Some of the animators went to the Burbank facility with several other freelance animators while Bluth's team in Dublin went on with Rock-a-Doodle and A Troll in Central Park, the current projects at Bluth's company at the time. The director, Mario Kamberg, and art director, Allen Battino, were also the principal creative forces behind its replacement ride Jimmy Neutron's Nicktoon Blast. Rhythm & Hues created the CG Jetsons sequence for the ride film. deGraf/Wahrman created the CG Flintstones and Scooby-Doo portion of the film.

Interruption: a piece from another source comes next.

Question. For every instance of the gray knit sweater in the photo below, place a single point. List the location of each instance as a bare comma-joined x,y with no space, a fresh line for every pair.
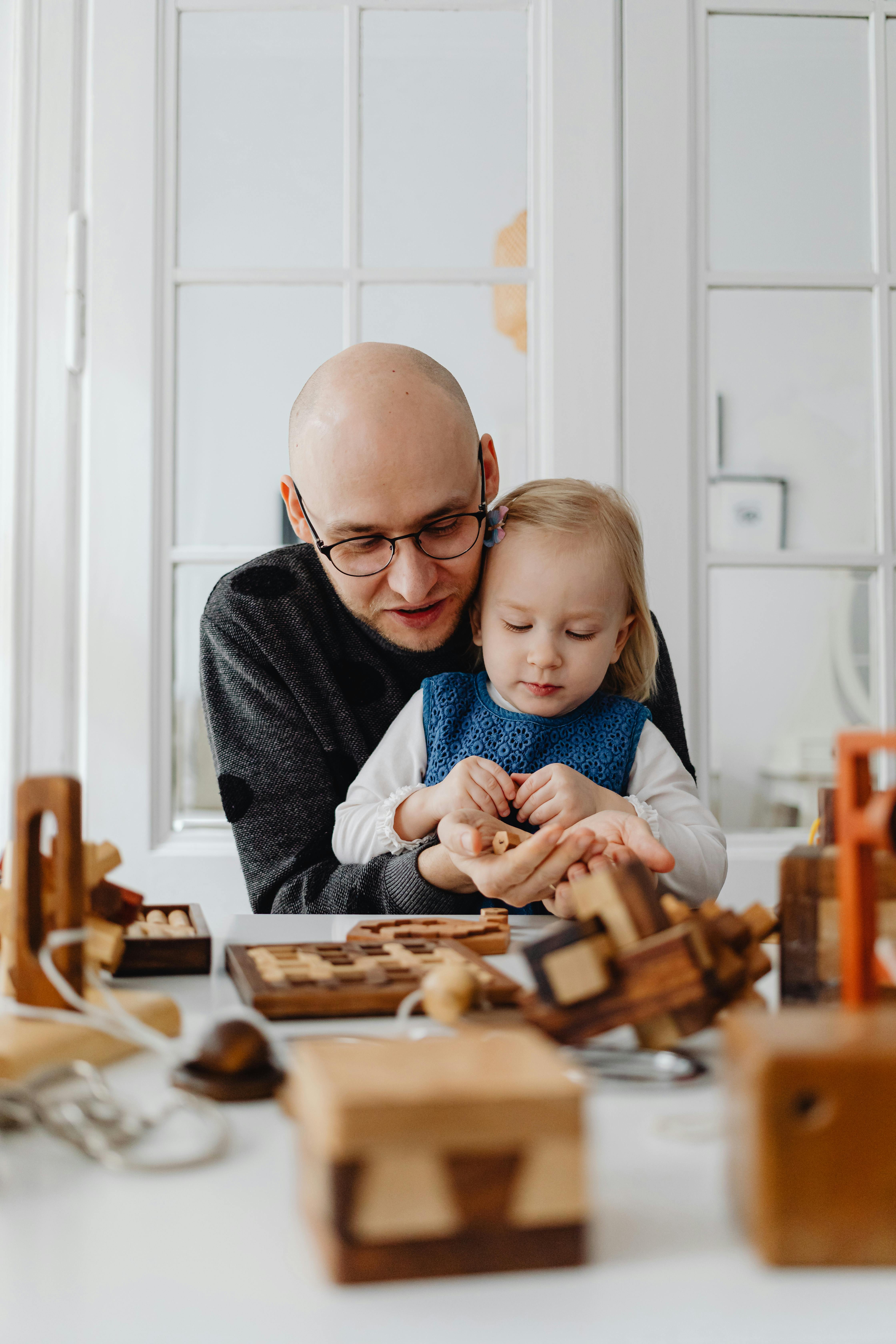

Unlike most traditional simulator rides (such as Star Tours or Body Wars) the entire ride takes place inside an auditorium, with the audience in chairs that move. Non-moving chairs were also available for those who only wanted to watch the film. The ride vehicles for Universal Studios Florida were created by Ride Trade. The vehicles had 4 degrees of freedom and had 8 seats, the motion was programmed by Trey Stokes and Dave Philipsen, with software designed by Dave Philipsen. Yogi and Boo Boo's Hanna-Barbera rocket which guests would ride in was previously featured on Yogi's Treasure Hunt and Joe Barbera and Bill Hanna's computer from the pre-show would later make an appearance on Wake, Rattle, and Roll.

===Closure===
The ride closed on October 20, 2002, and was replaced by Jimmy Neutron's Nicktoon Blast, featuring Nickelodeon's Jimmy Neutron alongside characters from Rugrats, Hey Arnold!, The Fairly OddParents, SpongeBob SquarePants, and other Nickelodeon cartoons, in spring 2003. In 2006, Paramount Parks (now part of Cedar Fair, and formerly co-owned with Hanna-Barbera as KECO Entertainment under Taft Broadcasting and Great American Broadcasting) acquired a license to this simulator for use in their parks, such as Canada's Wonderland. After the license expired, the ride was replaced by SpongeBob SquarePants 4-D. The film was also shown at Kentucky Kingdom with its original name and The Park at MOA as the final film rotation in the Mystery Mine Ride theatre under the name of Yogi's Big Rescue. It also was at Dollywood for KidsFest 2007 in Pigeon Forge, Tennessee under the name Yogi's Wild Ride.